A training log in its simplest form is a record of each individual training session. Much more sophisticated training logs exist, and can do wonderful things in terms of showing you patterns that develop in your training. They can quickly answer questions like "why did I perform the way I did in my last race?" and "what did I do last year that worked, and what didn't?" One tool we use at TCR Sport Lab is called TrainingPeaks. It is a web-based training log system that we use to deliver training programs to our athletes, but our athletes really benefit because they can see how they are progressing on a day-to-day and year-to-year basis. TrainingPeaks is also extremely powerful because it can integrate and compile enormous amounts of data from the variety of gadgets that people now use for training. Then, it can distill that data down to key variables that help athletes and coaches alike understand the training the athletes are doing. All this makes setting measurable goals that much easier, because you can look at your training log and SEE where you're at, every day.

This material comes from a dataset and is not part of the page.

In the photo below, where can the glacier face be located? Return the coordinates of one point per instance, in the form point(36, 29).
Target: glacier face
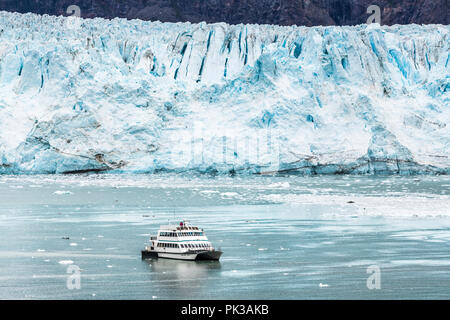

I also mentioned that a powermeter is an important tool for setting measurable goals. Powermeters can exist in a variety of forms, but the key is that progress is immediately obvious when using one. Some people are lucky enough to afford a powermeter that they can install on their bicycle (e.g. Quarq or SRM), but most people can benefit from a powermeter by going to a physiology lab such as ours for periodic testing. Our lab has a Velotron cycling ergometer, which is essentially a very accurate powermeter. We use this powermeter most often with our Metabolic Cart for VO2max testing, which provides information about your VO2max (the gold-standard measure of fitness) as well as your individual training zones. This testing is important because it not only helps you see if your training has actually improved your fitness, but it can help refine your training so that you can be more time-effective in achieving your goals.

Hopefully now that you are aware of some tools you can use to help measure progress and success, you can be one step closer to effective goal setting. Good luck!